In ‘Second Chance’, tutto si trasforma nel suo contrario, seguendo l’andamento caotico o imprevedibile dell’esistenza, dove le aspettative vengono ribaltate o invertite, e si affacciano altre domande: se sostenuta adeguatamente, una donna in difficoltà può trasformarsi nel tempo in una madre premurosa, mentre una madre apparentemente stabile potrebbe non esserlo?

‘Second Chance’ è un intenso dramma, una storia complessa e coinvolgente che esplora le difficoltà di due famiglie, apparentemente diverse ma unite dalla tragedia. Affronta diverse tematiche, dalla depressione post partum alla dipendenza da droghe, dalla genitorialità a tutti i costi a quella disfunzionale, dal pregiudizio al senso di giustizia distorto.

Il protagonista, l’agente di polizia Andreas (ben interpretato da Nikolaj Coster-Waldau), da poco diventato padre, sembra avere tutto dalla vita: la bella moglie Anna, una sicurezza economica e Alexander, uno splendido bambino appena nato. Una sera, si trova coinvolto insieme al suo collega Simon, in crisi da divorzio e avvezzo all’alcol, in una situazione sconvolgente durante un intervento per sedare una lite familiare in un’abitazione. Scopre un neonato chiuso in un armadio, vivo ma in pessime condizioni igieniche. I suoi genitori, una giovane coppia di tossicodipendenti, sono strafatti e ignorano gli avvertimenti di Andreas di segnalare il fatto ai servizi sociali. L’uomo, Tristan, è un poco di buono geloso che picchia la fragile compagna Sanne e le impedisce di accudire il loro bebè Sofus.

La vita di Andreas subisce una svolta drammatica quando, la stessa notte, scopre che Alexander è morto in culla. La trama si complica ulteriormente quando Andreas, in preda alla disperazione e per placare la sofferenza di Anna in preda a un crollo mentale, decide di scambiare i neonati: si intrufola nella casa dei genitori degeneri, prende Sofus, il loro figlio sano, e lascia il cadavere di Alexander all’obitorio.

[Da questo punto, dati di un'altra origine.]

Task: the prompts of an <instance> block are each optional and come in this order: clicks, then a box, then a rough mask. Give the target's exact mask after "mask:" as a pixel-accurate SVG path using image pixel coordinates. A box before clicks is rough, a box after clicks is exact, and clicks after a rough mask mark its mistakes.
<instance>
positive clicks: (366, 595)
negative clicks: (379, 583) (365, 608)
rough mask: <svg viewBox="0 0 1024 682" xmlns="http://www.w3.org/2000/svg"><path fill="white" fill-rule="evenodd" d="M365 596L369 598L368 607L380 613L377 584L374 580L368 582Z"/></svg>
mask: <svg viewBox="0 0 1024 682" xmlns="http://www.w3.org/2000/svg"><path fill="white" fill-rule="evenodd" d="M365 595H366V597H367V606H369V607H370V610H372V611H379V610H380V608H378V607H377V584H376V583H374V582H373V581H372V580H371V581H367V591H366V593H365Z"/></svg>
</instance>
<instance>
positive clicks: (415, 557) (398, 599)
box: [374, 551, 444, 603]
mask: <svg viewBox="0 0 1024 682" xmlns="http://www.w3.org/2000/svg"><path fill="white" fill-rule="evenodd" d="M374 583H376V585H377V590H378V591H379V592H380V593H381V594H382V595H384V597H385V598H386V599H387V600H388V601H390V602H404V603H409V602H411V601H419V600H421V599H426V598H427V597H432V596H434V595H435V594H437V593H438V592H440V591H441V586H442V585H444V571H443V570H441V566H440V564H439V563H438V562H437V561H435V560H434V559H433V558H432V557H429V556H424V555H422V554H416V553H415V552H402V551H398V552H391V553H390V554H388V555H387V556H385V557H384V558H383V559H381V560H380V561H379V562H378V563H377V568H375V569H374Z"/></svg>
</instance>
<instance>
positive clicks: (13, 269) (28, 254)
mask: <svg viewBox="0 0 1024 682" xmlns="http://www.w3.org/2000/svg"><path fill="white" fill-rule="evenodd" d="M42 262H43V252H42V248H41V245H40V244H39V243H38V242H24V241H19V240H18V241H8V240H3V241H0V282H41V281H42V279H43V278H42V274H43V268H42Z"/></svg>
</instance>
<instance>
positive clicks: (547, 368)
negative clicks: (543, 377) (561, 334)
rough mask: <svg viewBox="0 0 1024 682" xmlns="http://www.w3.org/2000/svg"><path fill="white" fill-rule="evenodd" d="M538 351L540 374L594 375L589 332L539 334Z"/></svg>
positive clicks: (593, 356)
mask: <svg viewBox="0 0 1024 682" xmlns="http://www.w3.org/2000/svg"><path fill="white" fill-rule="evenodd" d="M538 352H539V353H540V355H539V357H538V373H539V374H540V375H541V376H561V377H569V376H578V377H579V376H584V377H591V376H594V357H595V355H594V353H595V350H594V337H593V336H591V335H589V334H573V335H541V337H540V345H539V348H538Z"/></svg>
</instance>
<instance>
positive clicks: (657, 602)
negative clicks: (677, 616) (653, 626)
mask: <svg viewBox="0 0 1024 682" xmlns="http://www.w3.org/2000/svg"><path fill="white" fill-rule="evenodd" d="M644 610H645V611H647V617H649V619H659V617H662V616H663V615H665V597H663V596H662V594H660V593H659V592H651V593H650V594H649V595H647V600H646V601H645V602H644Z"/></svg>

Questa scelta eticamente discutibile diventa il fulcro del film, genera altre domande in una catena continua di errori e fallimenti morali. Per paura di finire nei guai, la coppia di tossicodipendenti finge che il loro figlio sia stato rapito. A seguire le indagini sarà proprio Andreas, destando qualche sospetto in Simon nei suoi momenti di lucidità.